В конце проповеди всю силу своего красноречия Гус отдает наболевшему делу — отношениям между пришлым и коренным населением. Гус говорит о том, что вот он много лет боролся за права магистров-чехов в университете:
— Много лет терпели мы, магистры-чехи, в нашем Пражском университете хулу и поношение от магистров-немцев… Народ пражский знает: у немцев там, в совете университета, было три голоса, у чехов — только один… Как же было честному человеку не восстать против такого порядка? В парижской Сорбонне управляют французы, в Болонском университете — италийцы, а у нас, в чешской столице, университетом долгие-долгие годы правили пришельцы немцы…
— А я говорю вам: чешский народ должен быть в Чехии головой, а не хвостом! Немцы пусть будут хозяевами в Вене, Кельне, Гейдельберге, где угодно, только не у нас в Праге! Ведь бог каждому племени выделил особую землю, чтобы одну часть имел чешский род, другую — баварский, третью — венгерский…
— Я ратовал за то, чтобы в совете нашего университета голоса магистров-чехов перевешивали немецкие голоса. А когда наш владыка, король Вацлав, издал два года тому Кутногорский декрет, чтобы три голоса в университете были у чехов, а один — у немцев, повсюду, на всех перекрестках немцы стали кричать: «Гус уговорил короля прогнать немцев из Каролинума!» Но то горькая клевета на всех нас, чехов! Двери и кафедры Каролинума остались открытыми для всех достойных! Мы никого не гнали! Это немецкие магистры, гордецы, потерявши власть над нашим чешским университетом, сами покинули Прагу!

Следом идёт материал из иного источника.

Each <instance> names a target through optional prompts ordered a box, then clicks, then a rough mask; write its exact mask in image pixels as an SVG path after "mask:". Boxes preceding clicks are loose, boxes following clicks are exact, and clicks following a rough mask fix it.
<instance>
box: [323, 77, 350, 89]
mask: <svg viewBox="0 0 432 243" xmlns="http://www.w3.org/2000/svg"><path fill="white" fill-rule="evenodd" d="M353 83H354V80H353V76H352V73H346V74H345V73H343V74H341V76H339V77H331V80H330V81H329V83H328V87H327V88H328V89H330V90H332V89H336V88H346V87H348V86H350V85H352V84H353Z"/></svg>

— Но я, — продолжал Гус, — стоял и стою на твердом, как скала, порядке божьем и человеческом. Чешский народ в своей чешской земле должен спокойно управляться своими обычаями и законами, без помехи со стороны пришельцев.
— Говорю по совести, — заканчивает Гус, — пусть никто не скажет, что, раз кто немец, он тем самым и плох… Если бы я узнал немца, который ратует за добро больше, нежели мой родной сын, — он был бы мне милее брата. Добрые священники из иноземцев мне милее, чем недостойные из чехов, и добрый немец мне милее, чем злой брат!
Гус сошел с кафедры.
Королевский кортеж вернулся в замок, толпы пражан покинули часовню.
Но долго еще и в Праге и в отдаленных углах Чехии толкуют слова вифлеемского проповедника, страстно спорят о каждом его положении.
А Жижка, слуга королевы, помыслами своими далек от дворцовой жизни: он думает о судьбах Гуса и Чехии.